Em relação ao acesso as redes de atendimento do SFN, o BC constatou que a Internet foi o canal mais utilizado para executar operações, seguido por caixas eletrônicos, agências e postos de atendimentos.

No entanto, o relatório observa que a quantidade de atendimento por intermédio do canal acessado por meio de dispositivos móveis pessoais seguiu estável desde o segundo semestre de 2005, em um nível distante da massificação do uso.

Isso provavelmente se deve ao fato dos custos de acesso à Internet por meio de celulares ainda serem considerados altos pelos usuários das classes populares.

O estudo também constatou que de 2005 a 2010, aumentou o percentual das classes D e E em 81% no acesso a conta bancária, passando de 16% para 29%, no entanto, ainda há grande diferença em relação às classe mais ricas (A e B), que têm um percentual de 70%. A classe C teve aumento de 33%, passando de 39% para 52% de posse do item no mesmo ano.

A posse do cartão de crédito aumentou em todas as classes e mais acentuadamente nas classes mais baixas: 66% nas classes D e E, 43% na classe C, 13% nas classes A e B.

No mesmo período, a posse de cheque diminuiu muito nas classes A e B, quase 50%, refletindo provavelmente sua substituição por outras formas de pagamento.

Alta Renda

Conforme constata o estudo do BC, há uma clara substituição do uso de cheques por cartões de crédito, débito e pré-pagos. O relatório evidencia que as classes populares (C, D e E) preferem o uso do cartão de crédito, ao passo que as classes mais ricas (A e B) preferem cartões de débito.

Em 2011, um outro fator que está contribuindo para a redução da preferência pelo cartão de crédito pelas classes A e B é a tributação do Imposto de Operações Financeiras (IOF) em compras e gastos de turistas brasileiros no exterior.
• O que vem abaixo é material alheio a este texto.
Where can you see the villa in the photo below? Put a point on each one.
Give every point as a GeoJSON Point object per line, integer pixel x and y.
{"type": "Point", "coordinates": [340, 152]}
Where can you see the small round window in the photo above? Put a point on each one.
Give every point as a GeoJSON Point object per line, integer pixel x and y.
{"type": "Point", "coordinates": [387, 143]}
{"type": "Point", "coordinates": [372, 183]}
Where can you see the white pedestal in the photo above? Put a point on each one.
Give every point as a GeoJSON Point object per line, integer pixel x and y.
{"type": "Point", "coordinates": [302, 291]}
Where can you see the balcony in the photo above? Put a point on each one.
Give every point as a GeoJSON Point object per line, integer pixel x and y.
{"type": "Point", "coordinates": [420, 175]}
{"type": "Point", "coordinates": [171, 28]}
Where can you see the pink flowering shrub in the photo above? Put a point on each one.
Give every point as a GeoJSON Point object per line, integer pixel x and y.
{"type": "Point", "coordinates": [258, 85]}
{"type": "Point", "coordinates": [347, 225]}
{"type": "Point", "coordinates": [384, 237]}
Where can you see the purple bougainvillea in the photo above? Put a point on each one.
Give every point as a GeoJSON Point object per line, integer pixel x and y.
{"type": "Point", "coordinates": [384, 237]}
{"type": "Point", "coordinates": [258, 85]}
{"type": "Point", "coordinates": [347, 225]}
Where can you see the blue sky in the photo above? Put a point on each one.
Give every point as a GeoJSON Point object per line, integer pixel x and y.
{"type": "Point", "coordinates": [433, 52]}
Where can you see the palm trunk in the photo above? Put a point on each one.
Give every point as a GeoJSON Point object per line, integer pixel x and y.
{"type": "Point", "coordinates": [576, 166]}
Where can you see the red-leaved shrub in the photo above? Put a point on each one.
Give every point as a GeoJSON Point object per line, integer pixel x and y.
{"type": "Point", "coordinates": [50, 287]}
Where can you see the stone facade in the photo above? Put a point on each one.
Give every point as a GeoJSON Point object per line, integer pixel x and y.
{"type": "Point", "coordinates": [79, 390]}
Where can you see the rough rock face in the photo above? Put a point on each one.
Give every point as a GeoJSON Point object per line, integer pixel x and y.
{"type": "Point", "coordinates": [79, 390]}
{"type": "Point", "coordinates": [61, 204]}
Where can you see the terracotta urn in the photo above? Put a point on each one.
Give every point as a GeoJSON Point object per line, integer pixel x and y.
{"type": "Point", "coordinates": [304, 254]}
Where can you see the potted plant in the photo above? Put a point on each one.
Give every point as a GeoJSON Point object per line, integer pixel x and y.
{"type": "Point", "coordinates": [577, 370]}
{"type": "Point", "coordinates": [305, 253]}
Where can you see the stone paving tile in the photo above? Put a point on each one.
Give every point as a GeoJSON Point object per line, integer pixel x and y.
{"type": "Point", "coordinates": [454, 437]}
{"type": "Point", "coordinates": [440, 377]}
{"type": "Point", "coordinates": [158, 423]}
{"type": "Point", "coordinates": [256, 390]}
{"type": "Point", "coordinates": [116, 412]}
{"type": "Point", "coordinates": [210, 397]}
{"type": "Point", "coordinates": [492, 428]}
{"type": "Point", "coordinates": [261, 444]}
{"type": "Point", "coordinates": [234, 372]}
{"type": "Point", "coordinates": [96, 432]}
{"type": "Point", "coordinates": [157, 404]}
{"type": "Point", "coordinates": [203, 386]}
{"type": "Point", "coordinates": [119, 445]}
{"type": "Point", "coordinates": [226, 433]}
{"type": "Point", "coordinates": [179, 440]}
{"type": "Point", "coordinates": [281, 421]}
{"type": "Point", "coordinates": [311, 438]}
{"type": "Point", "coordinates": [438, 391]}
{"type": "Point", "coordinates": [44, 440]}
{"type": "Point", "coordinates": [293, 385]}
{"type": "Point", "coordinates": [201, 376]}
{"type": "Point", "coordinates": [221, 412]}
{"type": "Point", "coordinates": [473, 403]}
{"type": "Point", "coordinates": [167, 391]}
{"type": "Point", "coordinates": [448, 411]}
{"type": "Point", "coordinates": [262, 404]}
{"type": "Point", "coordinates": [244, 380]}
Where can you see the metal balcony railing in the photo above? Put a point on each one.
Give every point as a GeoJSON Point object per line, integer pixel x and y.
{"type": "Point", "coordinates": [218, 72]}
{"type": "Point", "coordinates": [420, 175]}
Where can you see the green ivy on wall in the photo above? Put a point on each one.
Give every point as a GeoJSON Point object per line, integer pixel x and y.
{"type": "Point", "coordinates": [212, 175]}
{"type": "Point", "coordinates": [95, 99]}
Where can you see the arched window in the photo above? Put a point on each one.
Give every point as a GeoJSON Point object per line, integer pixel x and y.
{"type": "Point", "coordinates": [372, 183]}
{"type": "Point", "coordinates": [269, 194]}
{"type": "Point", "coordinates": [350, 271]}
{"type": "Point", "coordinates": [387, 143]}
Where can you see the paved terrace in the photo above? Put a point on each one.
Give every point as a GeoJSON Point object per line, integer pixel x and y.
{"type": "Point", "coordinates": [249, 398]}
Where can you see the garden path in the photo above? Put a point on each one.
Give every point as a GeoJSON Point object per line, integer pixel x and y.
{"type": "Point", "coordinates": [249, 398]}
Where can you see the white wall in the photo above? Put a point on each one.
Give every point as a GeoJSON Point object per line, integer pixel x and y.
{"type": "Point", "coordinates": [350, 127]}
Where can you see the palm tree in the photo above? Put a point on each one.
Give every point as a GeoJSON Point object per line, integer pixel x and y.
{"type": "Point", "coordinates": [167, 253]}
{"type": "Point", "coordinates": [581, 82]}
As principais bandeiras de cartões perceberam o movimento e inovaram com cartões pré-pagos de câmbio voltados para o perfil de alta renda, cuja taxa do imposto é de apenas 0,38%, contra 6,38% do cartão de crédito.

Ontem, a vice-presidente das Américas para Produtos Pré-Pagos da American Express (Amex), Rose Meire Del Col, informou que sua companhia dobrou o limite do cartão pré-pago Global Travel Card nas versões dólar, euro e libra esterlina. "O carregamento médio do brasileiro em compras no exterior está em US$ 3 mil", revelou a vice-presidente da Amex.

Os limites subiram de US$ 10 mil para US$ 20 mil na versão dólar; de 6,5 mil euros para 17 mil euros; e de 6 mil libras esterlinas para 12 mil libras esterlinas. "Pode chegar até US$ 60 mil em 12 meses e os créditos do cartão nunca expiram", ressaltou Del Col sobre o posicionamento da Amex em relação aos concorrentes.

A vice-presidente contou que desde o lançamento do produto em março de 2011, as vendas foram quatro vezes superiores a previsão inicial. "O produto é ofertado pelo Bradesco, Bradesco Prime, Itaú, Itaú Personalité e agências e casas de câmbio do Safra", citou Del Col, nomeando os canais para alta renda.